As she pushed back her chair and stood up from the prosecution table, Mia tried to take a deep breath. She had listened closely to Wheeler. Now was her chance to lay out her rebuttal. Her final chance to speak to the jury. Everything was riding on what she said next. She resisted the urge to wipe her sweaty palms on the skirt of her suit. As she walked to the jury box, Charlie gave her a subtle but encouraging nod.
“Ladies and gentleman of the jury, the Seattle Police Department, the crime lab, and the DA’s office—we have done all that we can. There’s nothing else we can add. Nothing else we can show you. And do you know why? Because we didn’t make the facts. We didn’t make the evidence. He did.” She turned and pointed at David Leacham. He kept his face impassive, but she could see the hate hiding in his eyes.
The defense had called a dozen people to speak on his behalf, but Leacham himself had never taken the stand. Mia wished she could bring that up, could say to the jury, “Hey, what’s Leacham so afraid of? Why can’t he answer our questions? If his story is true, why won’t he subject himself to cross-examination?” but she could not. The right to remain silent was guaranteed under the Fifth Amendment, and she could not comment at all.
Even though Mia knew, and Wheeler must know too, that if David Leacham had taken the stand, he would have cracked like a potato chip.
“When this trial is over, you will leave with questions that are never going to be answered. And for the rest of your life, when you think about your time as a juror, you’re going to ask yourself: Why did he do that? Why did David Leacham take everything that girl had to give and then take even more?

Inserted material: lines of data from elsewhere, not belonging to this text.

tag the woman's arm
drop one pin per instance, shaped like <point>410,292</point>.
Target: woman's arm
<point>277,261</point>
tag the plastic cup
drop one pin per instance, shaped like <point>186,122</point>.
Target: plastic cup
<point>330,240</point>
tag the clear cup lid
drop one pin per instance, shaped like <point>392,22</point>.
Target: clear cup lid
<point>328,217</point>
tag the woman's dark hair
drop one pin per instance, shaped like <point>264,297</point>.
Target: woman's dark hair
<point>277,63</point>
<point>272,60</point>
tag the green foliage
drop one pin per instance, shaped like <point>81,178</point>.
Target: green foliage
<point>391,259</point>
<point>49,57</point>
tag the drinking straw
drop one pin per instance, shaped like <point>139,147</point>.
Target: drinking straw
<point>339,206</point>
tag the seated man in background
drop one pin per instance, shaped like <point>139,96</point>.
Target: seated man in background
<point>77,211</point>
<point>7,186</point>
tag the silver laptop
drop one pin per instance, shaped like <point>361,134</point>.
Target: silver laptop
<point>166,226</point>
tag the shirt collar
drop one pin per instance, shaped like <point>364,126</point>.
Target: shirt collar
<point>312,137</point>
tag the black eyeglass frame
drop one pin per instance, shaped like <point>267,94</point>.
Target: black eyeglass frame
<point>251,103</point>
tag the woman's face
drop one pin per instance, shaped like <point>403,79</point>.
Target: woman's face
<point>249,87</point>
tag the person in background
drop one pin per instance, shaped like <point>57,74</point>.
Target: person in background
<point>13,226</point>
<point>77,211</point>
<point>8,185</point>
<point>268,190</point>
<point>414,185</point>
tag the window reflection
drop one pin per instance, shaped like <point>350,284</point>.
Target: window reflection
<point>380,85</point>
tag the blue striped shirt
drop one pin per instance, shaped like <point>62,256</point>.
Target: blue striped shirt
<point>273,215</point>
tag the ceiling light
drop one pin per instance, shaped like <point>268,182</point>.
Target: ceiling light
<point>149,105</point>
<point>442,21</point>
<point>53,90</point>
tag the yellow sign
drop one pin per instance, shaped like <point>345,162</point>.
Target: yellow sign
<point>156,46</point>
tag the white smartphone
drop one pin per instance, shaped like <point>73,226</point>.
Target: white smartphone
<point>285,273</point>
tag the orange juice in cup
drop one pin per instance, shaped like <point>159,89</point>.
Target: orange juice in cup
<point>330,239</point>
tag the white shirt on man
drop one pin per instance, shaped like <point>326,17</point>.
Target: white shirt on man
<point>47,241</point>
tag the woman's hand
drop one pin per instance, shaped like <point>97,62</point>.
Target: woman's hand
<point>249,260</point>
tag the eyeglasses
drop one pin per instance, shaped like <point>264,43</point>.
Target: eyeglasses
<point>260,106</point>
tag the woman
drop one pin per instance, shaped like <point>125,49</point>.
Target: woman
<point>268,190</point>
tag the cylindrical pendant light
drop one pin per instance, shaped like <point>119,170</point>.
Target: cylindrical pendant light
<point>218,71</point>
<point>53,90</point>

“But having questions like that doesn’t mean there’s a meaningful doubt. What this trial boils down to is this: If you believe with all your heart and with all your gut that this defendant committed the murder, then you will find him guilty. And you, ladies and gentleman of the jury”—she swept her gaze from face to face—“better than anyone else in the world who wasn’t in the room that night, know what really happened there. And I know you’re not going to let David Leacham get away with it.”
She lowered her voice, and the jurors leaned forward, as if she were letting them in on a secret. All the jurors, except Warren. He was staring down at the floor, as he had been ever since she began talking, his gaze vacant. Mia tried not to let the sight of his seeming indifference break her stride.
“The defense has tried to overwhelm you with trivial details. Yes, Officer Childs was not wearing gloves when he first walked through the massage parlor. He answered honestly about that. He also answered honestly about not touching anything with his ungloved hands.” She was relieved to see her words met by nods.
“As for our missing witness, we can only speculate as to what has happened to her. Unfortunately, we do not know.” Out of the corner of her eye, Mia could see Wheeler readying himself to object if she did speculate. She decided to pivot to a stronger point rather than let him interrupt her flow.
“What you need to focus on is Mr. Leacham himself, and what kind of man he is. And to do that we need to look below the surface. We want to think that we know evil when we see it. We want to believe that evil is ugly. That it is friendless. That evil isn’t a member of the Rotary Club, that it doesn’t have a wife and kids and a successful business. We want to believe we can tell just by looking who is evil, because it makes us feel safer.” Mia sighed, her mouth twisting. And was rewarded when the jurors seemed to sigh with her, a quiet echo.
“The defense has paraded people before you, people who are acquainted with Mr. Leacham from his church and from his business and from his volunteer work. They all thought they knew him. They all wanted to believe that there wasn’t a secret, hidden, sick side to him. Can you imagine how you would feel if you thought you knew somebody and then you turned out to be so wrong? And meanwhile, you had perhaps let that person be around your family? Around your wife? Around your daughters? You would never want to believe you could be that wrong about anybody. But the simple truth is these people were that wrong, and they’re still that wrong.” Mia’s voice strengthened with every word.
“Now it’s time for the twelve of you to start deliberating, to sit down together and talk about what you have seen and heard. For you to reason together and come back with a verdict. It’s time for this case to finally be resolved by you, the jury. Not by the media. Not by Mr. Leacham’s acquaintances. But by you. It’s time for justice to be served for Dandan Yee.”
Her voice rang throughout the courtroom. “Because David Leacham is guilty of taking this vulnerable young woman’s life. He is guilty. And I ask you to find him so.”